ROMA – Regione Lombardia e vitalizio dei consiglieri: domenica 21 ottobre è stato “il giorno in cui la politica ha perso il pudore”. E’ la sintesi di un moto di protesta spontaneo sulla rete, un sentimento anti-privilegi forse un po’ confuso ma autentico: cari consiglieri, dimettetevi quando vi pare ma rinunciate all’iniquo diritto al vitalizio maturato appunto ieri, al compimento dei 30 mesi di legislatura. Cioè un assegno a vita a partire da un minimo di 1.300 euro mensili dai 60 anni di età, per chi verserà circa 2 mila euro fino a fine legislatura.
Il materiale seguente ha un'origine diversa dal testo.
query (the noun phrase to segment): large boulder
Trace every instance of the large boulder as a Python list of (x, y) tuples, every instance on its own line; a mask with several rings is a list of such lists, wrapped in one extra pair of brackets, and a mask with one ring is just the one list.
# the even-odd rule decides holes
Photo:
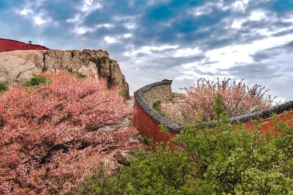
[(45, 70), (58, 73), (61, 70), (104, 78), (109, 89), (119, 87), (127, 98), (129, 89), (116, 60), (101, 49), (17, 50), (0, 53), (0, 82), (9, 86), (24, 86)]

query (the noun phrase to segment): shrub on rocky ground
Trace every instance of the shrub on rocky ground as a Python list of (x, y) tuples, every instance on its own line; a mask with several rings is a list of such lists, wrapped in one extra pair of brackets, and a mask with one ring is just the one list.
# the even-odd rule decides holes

Con una spesa globale delle casse regionali di circa 6 milioni l’anno.
Ora, nessuno sa se il 25 ottobre il consiglio regionale lombardo si scioglierà come annunciato il 25 ottobre, nessuno può prevedere se Pdl e Lega rispetteranno l’impegno assunto, non si conosce il destino delle lettere in bianco che anche Nicole Minetti insieme ai suoi colleghi consiglieri del Pdl avrebbero messo nelle mani del capogruppo Paolo Valentini. Tutti, nel senso dell’opinione pubblica indignata dagli scandali e dai privilegi di casta, esigono invece un soprassalto di moralità e buon senso da quei consiglieri, a prescindere dai cosiddetti diritti acquisiti, in sintonia per una volta con ciò che la gente si aspetta. Prima dei codici, delle esatte interpretazioni della legge, del compimento dell’iter parlamentare.
Sì perché il taglio dei vitalizi è una mezza verità, nel senso che il decreto anti Batman governativo del 10 ottobre in merito deve attendere 60 giorni per la sua definizione in Parlamento, prima che di essere recepito dalla Regione Lombardia. Il decreto taglia spese prevede la cancellazione del vitalizio per chi non ha alle spalle almeno 10 anni di legislatura. La norma prevede l’innalzamento dei tempi (da 30 mesi di legislatura a 10 anni, appunto) e l’innalzamento da 60 a 66 per la sua riscossione: se passa i consiglieri potranno farsi liquidare solo i contributi versati.
In questo momento vale la legge del governo, ma il suo effetto è provvisorio, proprio perché se verrà modificato o si perderà nell’iter parlamentare fra due mesi potrebbe non essere più valido. Ai consiglieri regionali si chiede appunto uno scatto d’orgoglio, una iniziativa comune e bipartisan per impegnarsi veramente a rinunciare al vitalizio magari destinando la parte chiaramente privilegiata a fondi di solidarietà di qualche tipo. In realtà i consiglieri potrebbero ancora ricorrere al Tar anche perché, senza esplicite modifiche del Titolo V della Costituzione, la norma del governo legifera in una materia di pertinenza regionale. Gli stessi consiglieri regionali dovrebbero avere il coraggio di smentire se stessi e la loro incapacità di auto riformarsi, visto che il primo tentativo di metter fine ai vitalizi in Regione è stato sì approvato, ma a partire dalla prossima legislatura.